Monthly Archives: October 2014

In the Heart of the Sea: The Tragedy of the Whaleship Essex, by Nathaniel Philbrick

In the Heart of the Sea: The Tragedy of the Whaleship Essex, by Nathaniel Philbrick

In the Heart of the Sea: The Tragedy of the Whaleship Essex, by Nathaniel Philbrick

I don’t usually read non-fiction, and when I do, I don’t usually like it all that well. With “In the Heart of the Sea: The Tragedy of the Whaleship Essex,” I’ll admit that I picked up the book because Ron Howard is directing a movie version, soon to be released, starring Chris Hemsworth. (Yes, I am a fangirl of both men.) Add in the fact that the book is a historical sea adventure and involves sperm whales, and I was in. I love sea adventures, having fallen in love with C.S. Forester’s Horatio Hornblower books early in life. And sperm whales hunt giant squid, and that is just awesome. It didn’t hurt that the book won the National Book Award for non-fiction in 2001.

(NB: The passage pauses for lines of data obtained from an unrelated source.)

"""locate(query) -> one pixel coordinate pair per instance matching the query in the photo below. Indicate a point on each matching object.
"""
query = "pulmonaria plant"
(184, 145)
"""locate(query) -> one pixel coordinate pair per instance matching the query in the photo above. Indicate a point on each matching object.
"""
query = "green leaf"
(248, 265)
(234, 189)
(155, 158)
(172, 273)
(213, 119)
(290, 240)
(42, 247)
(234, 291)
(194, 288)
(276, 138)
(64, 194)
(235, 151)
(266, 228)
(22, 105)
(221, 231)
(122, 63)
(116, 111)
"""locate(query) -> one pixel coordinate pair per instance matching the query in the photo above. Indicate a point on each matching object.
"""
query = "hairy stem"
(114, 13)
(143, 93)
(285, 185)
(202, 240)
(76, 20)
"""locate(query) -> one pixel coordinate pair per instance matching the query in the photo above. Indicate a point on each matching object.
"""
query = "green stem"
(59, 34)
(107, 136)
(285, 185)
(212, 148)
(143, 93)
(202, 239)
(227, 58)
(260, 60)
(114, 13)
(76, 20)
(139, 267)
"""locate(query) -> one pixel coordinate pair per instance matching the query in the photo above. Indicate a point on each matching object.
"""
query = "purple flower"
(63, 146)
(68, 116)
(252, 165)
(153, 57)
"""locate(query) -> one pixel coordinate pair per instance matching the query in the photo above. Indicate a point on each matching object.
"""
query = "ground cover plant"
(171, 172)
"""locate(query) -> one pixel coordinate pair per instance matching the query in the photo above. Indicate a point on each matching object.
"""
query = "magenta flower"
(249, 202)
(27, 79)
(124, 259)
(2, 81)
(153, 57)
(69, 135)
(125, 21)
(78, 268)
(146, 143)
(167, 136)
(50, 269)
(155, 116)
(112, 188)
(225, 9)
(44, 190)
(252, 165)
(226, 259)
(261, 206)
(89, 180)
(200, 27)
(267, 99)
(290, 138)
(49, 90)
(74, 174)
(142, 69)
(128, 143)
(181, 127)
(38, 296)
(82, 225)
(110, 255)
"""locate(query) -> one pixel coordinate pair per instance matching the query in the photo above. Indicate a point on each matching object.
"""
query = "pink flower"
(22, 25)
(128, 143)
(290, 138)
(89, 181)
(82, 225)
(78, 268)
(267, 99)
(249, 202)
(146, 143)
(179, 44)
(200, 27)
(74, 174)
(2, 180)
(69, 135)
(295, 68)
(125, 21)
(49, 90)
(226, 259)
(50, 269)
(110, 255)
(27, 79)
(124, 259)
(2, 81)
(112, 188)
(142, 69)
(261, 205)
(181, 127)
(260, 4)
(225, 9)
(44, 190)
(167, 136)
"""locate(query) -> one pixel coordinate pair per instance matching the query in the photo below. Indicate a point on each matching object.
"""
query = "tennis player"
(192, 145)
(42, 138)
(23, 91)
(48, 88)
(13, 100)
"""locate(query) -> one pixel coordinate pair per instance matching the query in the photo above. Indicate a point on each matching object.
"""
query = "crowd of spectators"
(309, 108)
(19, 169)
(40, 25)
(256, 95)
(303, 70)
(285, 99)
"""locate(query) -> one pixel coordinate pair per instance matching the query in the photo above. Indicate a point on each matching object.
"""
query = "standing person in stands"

“In the Heart of the Sea” tells the tale of the whaling ship Essex, sailing out of Nantucket in 1819 for the seas west of South America. The tale is told from the point-of-view of Thomas Nickerson, who joined the ship as a 14-year-old cabin boy. Through Nickerson’s account, we are introduced to Captain George Pollard, first mate Owen Chase, and rest of the intrepid crew. They set sail on what was to be a two to three year journey to hunt sperm whales for their oil. The voyage does not go as planned, and in 1820, the ship is sunk by an enraged sperm whale. The twenty man crew is left stranded at sea in three small whaling boats, 2,000 miles west of the coast of South America.  While the Marquesas Islands are 1,200 miles to the west, the stranded men fear that the islands are inhabited by cannibals. Instead, they choose to sail for South America. This course requires them to sail 1,000 miles south, and then 3,000 miles east, due to the winds and ocean currents. They spend 95 days at sea, and eight of the men survive.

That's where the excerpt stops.